This appeal is brought pursuant to the Texas Workers’ Compensation Act, TEX. LAB. CODE ANN. § 401.001 et seq. (1989 Act). A contested case hearing was held on February 22, 1999. The appellant (claimant) and the respondent (self-insured) stipulated that the ninth quarter for supplemental income benefits (SIBS) began on December 20, 1998, and would end on March 20, 1999. The hearing officer determined that during the filing period for the ninth quarter for SIBS the claimant made 64 job contacts and attempted in good faith to seek employment commensurate with her ability to work. Those determinations have not been appealed and have become final under the provisions of Section 410.169. He also made the following finding of fact:
FINDING OF FACT
15.Claimant’s unemployment during the filing period is not a direct result of her impairment. Claimant’s unemployment is a direct result of a combination of her age, voluntary retirement, other health problems unrelated to the compensable injury, and her decision to move to a small town where jobs are limited.

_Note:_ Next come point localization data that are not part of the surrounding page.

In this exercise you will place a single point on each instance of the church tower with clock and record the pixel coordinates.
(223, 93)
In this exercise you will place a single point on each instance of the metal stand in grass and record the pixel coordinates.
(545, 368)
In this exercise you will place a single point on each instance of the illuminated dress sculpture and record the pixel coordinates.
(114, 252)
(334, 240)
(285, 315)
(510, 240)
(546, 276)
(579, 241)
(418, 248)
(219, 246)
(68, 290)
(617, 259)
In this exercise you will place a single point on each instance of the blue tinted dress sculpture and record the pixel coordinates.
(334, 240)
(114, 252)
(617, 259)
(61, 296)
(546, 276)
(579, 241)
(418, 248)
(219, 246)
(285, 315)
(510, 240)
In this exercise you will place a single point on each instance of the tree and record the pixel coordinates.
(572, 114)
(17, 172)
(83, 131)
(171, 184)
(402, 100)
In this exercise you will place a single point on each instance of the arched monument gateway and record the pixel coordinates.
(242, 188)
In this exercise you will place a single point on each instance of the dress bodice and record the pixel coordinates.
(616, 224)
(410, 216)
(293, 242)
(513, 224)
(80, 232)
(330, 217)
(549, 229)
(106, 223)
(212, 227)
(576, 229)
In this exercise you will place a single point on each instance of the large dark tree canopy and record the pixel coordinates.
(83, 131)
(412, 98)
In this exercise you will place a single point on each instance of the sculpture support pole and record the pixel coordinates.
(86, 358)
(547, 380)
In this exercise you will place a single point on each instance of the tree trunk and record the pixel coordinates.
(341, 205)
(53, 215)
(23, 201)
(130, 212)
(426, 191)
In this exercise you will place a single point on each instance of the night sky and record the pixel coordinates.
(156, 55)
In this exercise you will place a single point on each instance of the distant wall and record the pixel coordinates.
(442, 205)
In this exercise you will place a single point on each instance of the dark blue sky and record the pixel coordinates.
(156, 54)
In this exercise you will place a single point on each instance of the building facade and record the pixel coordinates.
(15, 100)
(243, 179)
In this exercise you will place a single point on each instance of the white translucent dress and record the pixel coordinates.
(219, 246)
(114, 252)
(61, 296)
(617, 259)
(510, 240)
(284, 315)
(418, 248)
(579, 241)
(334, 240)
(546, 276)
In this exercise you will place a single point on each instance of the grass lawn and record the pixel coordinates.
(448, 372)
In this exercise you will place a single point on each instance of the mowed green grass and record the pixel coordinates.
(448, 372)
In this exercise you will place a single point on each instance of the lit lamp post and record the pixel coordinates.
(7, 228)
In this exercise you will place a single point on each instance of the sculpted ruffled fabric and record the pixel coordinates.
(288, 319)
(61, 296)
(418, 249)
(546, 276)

The hearing officer concluded that the claimant is not entitled to SIBS for the ninth quarter. The claimant appealed. She said that she retired when she could no longer use her hands to do her work, that she moved to a small town because the living expenses there were less than in a large town, that there is no work commensurate with her ability to work in the town in which she lives, that she has applied for work and is willing to try anything, and that her injury was caused by her work. She requested that the Appeals Panel reverse the decision of the hearing officer and render a decision that she is entitled to SIBS for the ninth quarter. A response from the self-insured has not been received.
DECISION
We affirm.
The claimant sustained repetitive trauma injuries to both hands while working for the self-insured in (City 1), Texas. She testified that she had surgery on one hand twice, that she had surgery on the other hand once, that she needs a second surgery on that hand, and that she will see a hand doctor soon. She said that she returned to work operating a microfilm camera after she had carpal tunnel surgery on her hands; that she retired in March 1996 because of the pain in her hands; that she is 65 years old; that she would still be working if she did not have the problems with her hands; that she moved to (City 2), Texas, where she lives with her daughter and son-in-law; that the population of City 2 is about 18,000 or 19,000; that some of the places where she applied had job openings and others did not; that she looked for any type of job because she needed the money; that she has difficulty using her hands; that she did not know if she could have performed the work involved in each job that she applied for; and that she would have tried to do the work if she had been offered a job. She said that she did not know why she had not been offered a job and that it might be because of her age. She testified that her driving was limited because of a seizure that was not related to her compensable repetitive trauma injury.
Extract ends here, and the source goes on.